ANTÓNIO JOSÉ DA SILVA

Índia: as preocupações de cristãos e muçulmanos

Durante muitos anos, o nacionalismo foi entendido como uma das manifestações da afirmação de qualquer povo no mundo. Embora não se trate de conceitos totalmente idênticos, a verdade é que, sem essa afirmação, seria difícil chegar à descoberta de uma pátria e, muito menos ainda, à reivindicação de um estado. Certamente por isso, o nacionalismo foi visto, quase sempre, como um conceito respeitável e até louvável, a não ser quando assumia expressões claras de radicalismo ou violência. Em contrapartida, nos tempos que correm, o ideal nacionalista passou, a ser visto com desconfiança, senão mesmo com temor.

A preocupação com o regresso do nacionalismo ao mapa das grandes questões da actualidade internacional tornou-se mais visível no Ocidente, e particularmente na Europa, área do mundo que nos toca mais de perto e onde são mais visíveis os sinais desse regresso. As últimas eleições europeias vieram confirmar a justeza dessa preocupação, mesmo que os seus resultados, se exceptuarmos a França, a Itália e a Hungria, não tenham sido tão negativos para os europeístas, como se chegou a temer. Mesmo assim, foram resultados suficientemente relevantes para se poder dizer que o nacionalismo de carácter populista é hoje suficientemente forte para desafiar qualquer projecto de construção europeu.

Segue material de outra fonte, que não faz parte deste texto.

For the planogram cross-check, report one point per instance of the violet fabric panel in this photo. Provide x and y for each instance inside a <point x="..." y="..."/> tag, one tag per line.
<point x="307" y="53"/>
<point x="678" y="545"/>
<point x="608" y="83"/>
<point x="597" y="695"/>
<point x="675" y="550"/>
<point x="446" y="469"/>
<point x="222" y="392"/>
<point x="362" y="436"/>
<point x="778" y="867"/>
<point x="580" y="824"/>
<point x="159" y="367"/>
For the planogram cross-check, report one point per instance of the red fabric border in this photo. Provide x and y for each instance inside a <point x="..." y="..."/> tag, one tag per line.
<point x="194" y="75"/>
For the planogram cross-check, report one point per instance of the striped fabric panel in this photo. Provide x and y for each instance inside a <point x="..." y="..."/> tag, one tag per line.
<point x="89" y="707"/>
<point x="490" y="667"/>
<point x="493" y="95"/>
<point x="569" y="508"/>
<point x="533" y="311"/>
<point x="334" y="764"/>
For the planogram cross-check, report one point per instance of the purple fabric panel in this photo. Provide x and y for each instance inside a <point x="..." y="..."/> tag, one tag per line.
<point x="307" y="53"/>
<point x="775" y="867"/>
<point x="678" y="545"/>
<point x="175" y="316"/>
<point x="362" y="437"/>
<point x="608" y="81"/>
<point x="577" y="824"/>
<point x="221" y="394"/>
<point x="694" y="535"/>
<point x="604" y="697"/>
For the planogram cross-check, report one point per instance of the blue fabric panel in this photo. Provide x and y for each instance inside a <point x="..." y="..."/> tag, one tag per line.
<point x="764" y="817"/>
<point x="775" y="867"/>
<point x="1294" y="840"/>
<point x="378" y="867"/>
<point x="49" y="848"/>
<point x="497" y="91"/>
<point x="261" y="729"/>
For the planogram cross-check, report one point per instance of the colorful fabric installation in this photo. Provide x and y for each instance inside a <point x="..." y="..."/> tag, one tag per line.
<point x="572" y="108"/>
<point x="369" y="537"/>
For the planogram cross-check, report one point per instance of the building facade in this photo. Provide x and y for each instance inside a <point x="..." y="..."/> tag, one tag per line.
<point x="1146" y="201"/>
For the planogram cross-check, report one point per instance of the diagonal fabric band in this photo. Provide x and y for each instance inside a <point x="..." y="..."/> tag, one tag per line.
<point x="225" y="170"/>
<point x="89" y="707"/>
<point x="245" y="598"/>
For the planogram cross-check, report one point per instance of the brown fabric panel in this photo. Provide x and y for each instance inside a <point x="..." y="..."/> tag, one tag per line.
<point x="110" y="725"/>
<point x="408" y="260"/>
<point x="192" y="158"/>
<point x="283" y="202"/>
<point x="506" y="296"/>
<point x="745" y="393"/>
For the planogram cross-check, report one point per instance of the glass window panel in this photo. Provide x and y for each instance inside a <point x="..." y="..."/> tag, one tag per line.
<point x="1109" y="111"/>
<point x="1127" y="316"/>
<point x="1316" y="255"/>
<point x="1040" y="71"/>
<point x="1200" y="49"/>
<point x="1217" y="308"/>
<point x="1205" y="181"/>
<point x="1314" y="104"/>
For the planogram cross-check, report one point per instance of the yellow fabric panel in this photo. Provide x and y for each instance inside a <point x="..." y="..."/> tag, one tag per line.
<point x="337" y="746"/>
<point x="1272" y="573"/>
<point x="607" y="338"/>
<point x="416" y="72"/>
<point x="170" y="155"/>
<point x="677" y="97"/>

Importa lembrar, no entanto, que os problemas levantados pelo ressurgimento do nacionalismo estão longe de se confinar à Europa. Uns dias antes do sufrágio europeu, tiveram lugar na Índia eleições legislativas, e os seus resultados traduziram-se numa estrondosa vitória do partido nacionalista hindu, que já vencera em 2014 e que, por isso, vinha liderando, desde então, o governo de Nova Deli. O resultado desta última consulta popular foi verdadeiramente histórico por se ter traduzido numa derrota ainda mais pesada para o partido do Congresso que, desde a independência do país em 1947, vinha dominando a vida política da Índia.

Apesar de todos os problemas que se colocam ao governo de um país multiétnico com mais de três milhões de quilómetros quadrados de superfície e mais de mil milhões de habitantes, os governos oriundos do partido fundador do estado indiano, e agora derrotado, conseguiram fazer da República da Índia, não obstante o seu nível de pobreza, a sétima potência económica do mundo. O mais importante a assinalar nesta altura é, no entanto, assinalar que esses governos conseguiram manter, ao longo do tempo, uma fidelidade notável a um sistema democrático que garantiu sempre o respeito pelo pluralismo político e religioso do seu povo. Só que, e infelizmente, o claro triunfo de um partido nacionalista, de fundamentação religiosa, que faz do hinduísmo a marca identitária do país levanta muitas dúvidas acerca da continuidade desse pluralismo. Muçulmanos e cristãos, por isso têm fortes motivos de preocupação.